Here the query (properly URL encoded, of course) "sb -r data_img0023" is understood to be a procedural query in the specified language ("cif") that the server can execute provided it has access to the appropriate processing engine. [Technical note: "sb" in this example refers to the database-like application "StarBase" - see http://www.iucr.org/resources/cif/software/starbase]

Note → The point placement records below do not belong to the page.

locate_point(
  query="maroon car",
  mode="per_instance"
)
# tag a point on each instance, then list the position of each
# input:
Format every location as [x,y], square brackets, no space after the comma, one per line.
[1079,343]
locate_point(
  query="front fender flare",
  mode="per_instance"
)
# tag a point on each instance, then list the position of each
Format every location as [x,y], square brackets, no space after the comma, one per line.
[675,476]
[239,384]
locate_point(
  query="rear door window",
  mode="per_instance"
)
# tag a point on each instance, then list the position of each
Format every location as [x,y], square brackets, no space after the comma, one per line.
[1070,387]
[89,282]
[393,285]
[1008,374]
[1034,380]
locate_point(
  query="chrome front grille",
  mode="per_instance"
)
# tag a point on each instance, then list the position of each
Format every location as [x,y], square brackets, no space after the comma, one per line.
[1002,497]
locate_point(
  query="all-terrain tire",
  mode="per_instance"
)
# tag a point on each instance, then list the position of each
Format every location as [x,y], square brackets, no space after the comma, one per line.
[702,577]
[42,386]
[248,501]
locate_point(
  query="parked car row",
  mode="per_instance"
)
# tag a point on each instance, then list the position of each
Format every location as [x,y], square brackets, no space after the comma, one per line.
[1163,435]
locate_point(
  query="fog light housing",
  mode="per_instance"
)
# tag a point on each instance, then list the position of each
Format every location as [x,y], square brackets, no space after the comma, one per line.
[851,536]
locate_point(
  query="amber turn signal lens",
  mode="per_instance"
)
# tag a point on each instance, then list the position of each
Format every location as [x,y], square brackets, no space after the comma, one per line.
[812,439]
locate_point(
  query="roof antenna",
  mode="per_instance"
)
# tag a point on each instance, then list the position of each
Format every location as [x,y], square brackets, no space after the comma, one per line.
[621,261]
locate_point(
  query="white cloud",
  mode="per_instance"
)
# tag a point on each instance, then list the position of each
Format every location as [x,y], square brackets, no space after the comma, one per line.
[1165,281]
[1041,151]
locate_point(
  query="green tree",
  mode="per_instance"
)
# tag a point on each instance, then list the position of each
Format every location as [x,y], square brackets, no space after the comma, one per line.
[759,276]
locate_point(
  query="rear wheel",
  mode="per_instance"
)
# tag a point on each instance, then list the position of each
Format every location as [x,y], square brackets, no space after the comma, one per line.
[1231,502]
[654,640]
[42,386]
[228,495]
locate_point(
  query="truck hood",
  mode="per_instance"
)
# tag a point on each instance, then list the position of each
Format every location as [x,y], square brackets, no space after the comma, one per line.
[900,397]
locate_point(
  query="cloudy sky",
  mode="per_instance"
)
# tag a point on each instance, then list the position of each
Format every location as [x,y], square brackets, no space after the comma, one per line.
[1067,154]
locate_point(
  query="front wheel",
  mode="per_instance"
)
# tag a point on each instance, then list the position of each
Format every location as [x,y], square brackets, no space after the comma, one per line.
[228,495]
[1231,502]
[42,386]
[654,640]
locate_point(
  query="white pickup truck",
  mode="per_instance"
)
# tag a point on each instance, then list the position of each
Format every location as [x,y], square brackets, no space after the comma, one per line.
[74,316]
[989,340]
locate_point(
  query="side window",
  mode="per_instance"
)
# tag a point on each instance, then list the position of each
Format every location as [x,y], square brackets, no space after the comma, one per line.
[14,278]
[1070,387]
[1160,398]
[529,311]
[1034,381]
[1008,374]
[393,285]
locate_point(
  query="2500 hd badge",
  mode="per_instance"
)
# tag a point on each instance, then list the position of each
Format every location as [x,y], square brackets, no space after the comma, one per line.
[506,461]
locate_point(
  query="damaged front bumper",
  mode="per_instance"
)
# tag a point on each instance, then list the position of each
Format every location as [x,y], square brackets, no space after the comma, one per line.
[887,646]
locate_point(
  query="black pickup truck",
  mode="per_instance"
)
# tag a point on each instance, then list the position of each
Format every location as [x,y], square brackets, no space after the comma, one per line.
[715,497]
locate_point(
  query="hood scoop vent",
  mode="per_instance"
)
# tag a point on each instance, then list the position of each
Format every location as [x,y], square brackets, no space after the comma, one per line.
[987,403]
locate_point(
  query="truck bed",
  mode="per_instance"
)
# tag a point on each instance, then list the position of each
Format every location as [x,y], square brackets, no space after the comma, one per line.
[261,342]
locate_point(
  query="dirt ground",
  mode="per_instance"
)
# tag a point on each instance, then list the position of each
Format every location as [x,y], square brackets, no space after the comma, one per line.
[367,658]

The implications of this are (a) a user could make a series of such queries to interrogate the imgCIF itself for information about the data it contains and then retrieve whatever subset of the data is required, based on that information; (b) other languages could be supported. CIF is really rather specialised, but XML/XSLT could retrieve specific data from XML files; SQL could retrieve data from database images; etc. The OpenURL mechanism discussed in Example 1 is another candidate query language.
Example 6. Extracting a subset of data from within a HDF5 file
An exercise for the reader. Imagine the same scenario as Example 5, but for a HDF5/NeXus dataset. Can anyone with experience of these files suggest a notional syntax for retrieving a single image? No different really from the CIF example, but just a request to see if HDF5 might be handled in the same sort of way, supposing HDF5 to be a file format that is intermediate in popularity between "XML" and "CIF".
Where to go from this?
This post has sketched a very broad outline of how one might start to design repository services so that subsets of deposited data sets identified by a single DOI can be retrieved from sufficiently capable repositories through some sort of generic, extensible protocol. Clearly, to turn it into a working system would require much thought and effort:
- (i) refine the crystallography use cases by deciding how much it would be desirable to "drill down" into the deposited content;
- (ii) extend this approach to a broader community to see what features of such a protocol might be necessary or sufficient for different discipline communities;
- (iii) explore the feasibility of implementing this protocol through the most significant DOI registration agencies/service providers (CrossRef, DataCite?);
- (iv) design and build a pilot implementation - this could be either in association with an organisation like DataCite, or a specifically crystallographic implementation at one of the existing repositories (Store.Synchrotron, ESRF, NCS Southampton, proteindiffraction.org), depending on the level of interest/enthusiasm.